These comparisons suggest that TGAM_2129 may combine features of known radiation resistance proteins with adaptations specific to the hyperthermophilic lifestyle of T. gammatolerans. The presence of potential metal-binding sites is particularly noteworthy, as manganese complexes have been implicated in radiation resistance in Deinococcus radiodurans by protecting proteins from oxidation and maintaining their function after radiation exposure .

How can researchers design experiments to test if TGAM_2129 has antioxidant or reactive oxygen species (ROS) scavenging properties?

Testing TGAM_2129 for antioxidant or ROS scavenging properties requires a multi-tiered experimental approach that examines both in vitro biochemical activities and in vivo cellular effects:

• In Vitro ROS Scavenging Assays:

  • DPPH Radical Scavenging Assay: Measuring the ability of TGAM_2129 to reduce the stable DPPH (2,2-diphenyl-1-picrylhydrazyl) radical.

  • ABTS Radical Cation Decolorization Assay: Quantifying the ability to scavenge ABTS- + (2,2'-azino-bis(3-ethylbenzothiazoline-6-sulfonic acid) radical cation).

  • Superoxide Radical Scavenging: Using xanthine/xanthine oxidase system or PMS-NADH system to generate superoxide, and measuring TGAM_2129's ability to scavenge it using NBT reduction.
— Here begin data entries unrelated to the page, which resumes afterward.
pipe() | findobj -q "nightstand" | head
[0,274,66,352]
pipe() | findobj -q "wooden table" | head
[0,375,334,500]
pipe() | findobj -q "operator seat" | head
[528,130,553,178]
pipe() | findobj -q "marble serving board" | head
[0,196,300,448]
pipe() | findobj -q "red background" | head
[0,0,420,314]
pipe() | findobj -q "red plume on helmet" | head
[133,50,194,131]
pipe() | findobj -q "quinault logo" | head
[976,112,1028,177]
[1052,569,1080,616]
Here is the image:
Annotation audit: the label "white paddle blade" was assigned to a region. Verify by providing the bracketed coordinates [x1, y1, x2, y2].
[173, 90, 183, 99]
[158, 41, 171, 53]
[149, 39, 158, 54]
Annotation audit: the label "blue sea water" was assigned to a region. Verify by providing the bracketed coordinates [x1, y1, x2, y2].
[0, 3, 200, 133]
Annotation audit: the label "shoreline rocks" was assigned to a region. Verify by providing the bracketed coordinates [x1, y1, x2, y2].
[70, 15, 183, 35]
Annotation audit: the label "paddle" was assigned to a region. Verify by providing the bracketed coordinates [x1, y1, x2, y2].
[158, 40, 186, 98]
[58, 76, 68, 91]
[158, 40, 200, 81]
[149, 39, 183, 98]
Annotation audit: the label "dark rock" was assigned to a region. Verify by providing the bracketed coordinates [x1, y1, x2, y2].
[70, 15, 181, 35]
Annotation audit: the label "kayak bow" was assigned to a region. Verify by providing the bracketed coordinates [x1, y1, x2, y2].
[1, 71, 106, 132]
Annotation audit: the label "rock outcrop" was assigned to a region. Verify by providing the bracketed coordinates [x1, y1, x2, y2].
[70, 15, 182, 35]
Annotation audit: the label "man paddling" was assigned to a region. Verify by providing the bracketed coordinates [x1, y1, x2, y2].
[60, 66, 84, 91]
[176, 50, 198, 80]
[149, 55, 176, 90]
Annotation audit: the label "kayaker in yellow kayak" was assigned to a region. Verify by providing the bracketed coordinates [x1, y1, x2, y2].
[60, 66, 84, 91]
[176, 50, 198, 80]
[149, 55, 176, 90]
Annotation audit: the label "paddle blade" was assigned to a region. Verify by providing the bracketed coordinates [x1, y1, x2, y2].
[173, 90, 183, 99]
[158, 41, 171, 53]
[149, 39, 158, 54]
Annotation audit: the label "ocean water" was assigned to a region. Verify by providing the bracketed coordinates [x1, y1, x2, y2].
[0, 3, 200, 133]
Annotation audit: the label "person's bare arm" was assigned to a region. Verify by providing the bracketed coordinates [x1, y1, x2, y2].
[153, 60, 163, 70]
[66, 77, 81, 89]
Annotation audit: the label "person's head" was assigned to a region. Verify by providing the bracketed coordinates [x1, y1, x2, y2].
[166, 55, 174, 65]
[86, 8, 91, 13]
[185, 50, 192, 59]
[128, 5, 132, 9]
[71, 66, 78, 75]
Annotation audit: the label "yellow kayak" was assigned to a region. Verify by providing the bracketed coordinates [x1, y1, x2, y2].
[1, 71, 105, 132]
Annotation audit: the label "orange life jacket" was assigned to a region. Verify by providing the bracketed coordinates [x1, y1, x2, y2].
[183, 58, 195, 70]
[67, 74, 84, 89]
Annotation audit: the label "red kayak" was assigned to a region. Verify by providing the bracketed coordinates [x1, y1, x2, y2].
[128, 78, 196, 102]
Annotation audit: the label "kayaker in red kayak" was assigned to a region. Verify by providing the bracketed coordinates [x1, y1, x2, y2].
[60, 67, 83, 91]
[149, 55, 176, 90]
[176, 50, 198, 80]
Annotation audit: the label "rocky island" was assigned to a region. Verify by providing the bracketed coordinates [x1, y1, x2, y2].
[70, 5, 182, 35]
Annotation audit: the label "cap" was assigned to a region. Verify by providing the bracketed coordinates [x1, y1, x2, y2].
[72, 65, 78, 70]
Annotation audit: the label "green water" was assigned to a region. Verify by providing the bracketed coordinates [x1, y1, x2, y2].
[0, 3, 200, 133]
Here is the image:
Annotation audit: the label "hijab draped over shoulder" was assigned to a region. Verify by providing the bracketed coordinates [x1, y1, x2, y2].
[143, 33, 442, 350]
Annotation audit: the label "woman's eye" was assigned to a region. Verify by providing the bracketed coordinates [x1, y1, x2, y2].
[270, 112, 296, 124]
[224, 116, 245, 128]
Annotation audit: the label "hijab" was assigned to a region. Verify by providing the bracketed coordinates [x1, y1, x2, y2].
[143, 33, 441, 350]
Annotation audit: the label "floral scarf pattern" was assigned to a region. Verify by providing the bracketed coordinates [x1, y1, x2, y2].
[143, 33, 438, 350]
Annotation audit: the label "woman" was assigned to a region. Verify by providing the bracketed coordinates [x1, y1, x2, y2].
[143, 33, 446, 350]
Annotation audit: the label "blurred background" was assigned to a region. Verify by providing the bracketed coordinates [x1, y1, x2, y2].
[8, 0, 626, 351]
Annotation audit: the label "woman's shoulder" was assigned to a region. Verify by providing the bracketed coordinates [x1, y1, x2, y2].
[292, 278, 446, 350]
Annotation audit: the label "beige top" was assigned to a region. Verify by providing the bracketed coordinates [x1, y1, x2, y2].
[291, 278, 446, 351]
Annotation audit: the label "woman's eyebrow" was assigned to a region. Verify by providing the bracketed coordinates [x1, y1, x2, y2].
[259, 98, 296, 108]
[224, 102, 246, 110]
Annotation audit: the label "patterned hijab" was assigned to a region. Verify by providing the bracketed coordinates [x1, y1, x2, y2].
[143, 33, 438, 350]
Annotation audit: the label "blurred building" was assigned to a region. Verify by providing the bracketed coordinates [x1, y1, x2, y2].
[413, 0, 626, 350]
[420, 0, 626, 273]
  • Hydroxyl Radical Scavenging: Using Fenton reaction (Fe²⁺/H₂O₂) to generate hydroxyl radicals and deoxyribose degradation as a measure of hydroxyl radical presence.

  • Hydrogen Peroxide Scavenging: Direct measurement of H₂O₂ consumption using ferrous oxidation-xylenol orange (FOX) assay or Amplex Red assay.

• Metal-Binding and Redox Cycling:

  • Metal Content Analysis: ICP-MS to determine if TGAM_2129 binds metals like Mn²⁺, Fe²⁺, or Zn²⁺.

  • Metal-Dependent ROS Scavenging: Testing if metal binding enhances ROS scavenging activities.

  • Redox Cycling Capacity: Measuring the ability to undergo repeated oxidation-reduction cycles.

  • Thiol Content and Reactivity: Quantifying free and reactive thiols using DTNB (Ellman's reagent) or related compounds.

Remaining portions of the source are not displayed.